From my experience reading and talking about decision theory on LW, it seems that many of the unproductive comments in these discussions can be attributed to a handful of common mistakes.

#### Mistake #1: Arguing about assumptions

The main reason why I took so long to understand Newcomb's Problem and Counterfactual Mugging was my insistence on denying the assumptions behind these puzzles. I could have saved months if I'd just said to myself, okay, is this direction of inquiry interesting when taken on its own terms?

Many assumptions seemed to be divorced from real life at first. People dismissed the study of electromagnetism as an impractical toy, and considered number theory hopelessly abstract until cryptography arrived. The only way to make intellectual progress (either individually or as a group) is to explore the implications of interesting assumptions wherever they might lead. Unfortunately people love to argue about assumptions instead of getting anything done, though they can't really judge before exploring the implications in detail.

Several smart people on LW are repeating my exact mistake about Newcomb's Problem now, and others find ways to commit the same mistake when looking at our newer ideas. It's so frustrating and uninteresting to read yet another comment saying my assumptions look unintuitive or unphysical or irrelevant to FAI or whatever. I'm not against criticism, but somehow such comments never blossom into interesting conversations, and that's reason enough to caution you against the way of thinking that causes them.

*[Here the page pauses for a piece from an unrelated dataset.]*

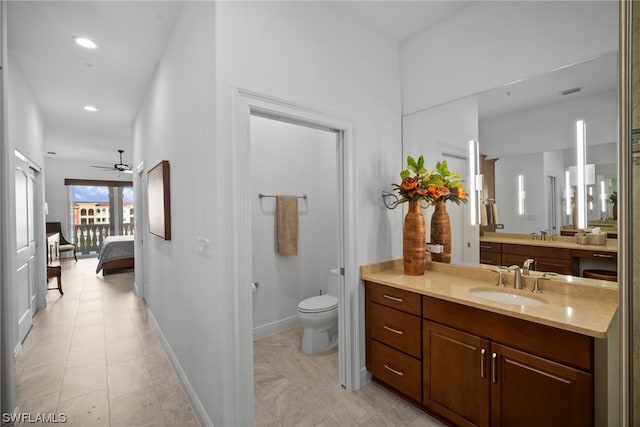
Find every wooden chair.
[47,265,64,296]
[47,222,78,261]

#### Mistake #2: Stopping when your idea seems good enough

There's a handful of ideas that decision theory newbies rediscover again and again, like pointing out indexical uncertainty as the solution to Newcomb's problem, or adding randomness to models of UDT to eliminate spurious proofs. These ideas don't work and don't lead anywhere interesting, but that's hard to notice when you just had the flash of insight and want to share it with the world.

A good strategy in such situations is to always push a little bit *past* the point where you have everything figured out. Take one extra step and ask yourself: "Can I make this idea precise?" What are the first few implications? What are the obvious extensions? If your result seems to contradict what's already known, work through some of the contradictions yourself. If you don't find any mistakes in your idea, you will surely find new formal things to say about your idea, which always helps.

#### Mistake #2A: Stopping when your idea actually is good enough

I didn't want to name any names in this post because my status on LW puts me in a kinda position of power, but there's a name I can name with a clear conscience. In 2009, Eliezer wrote:

Formally you'd use a Godelian diagonal to write (...)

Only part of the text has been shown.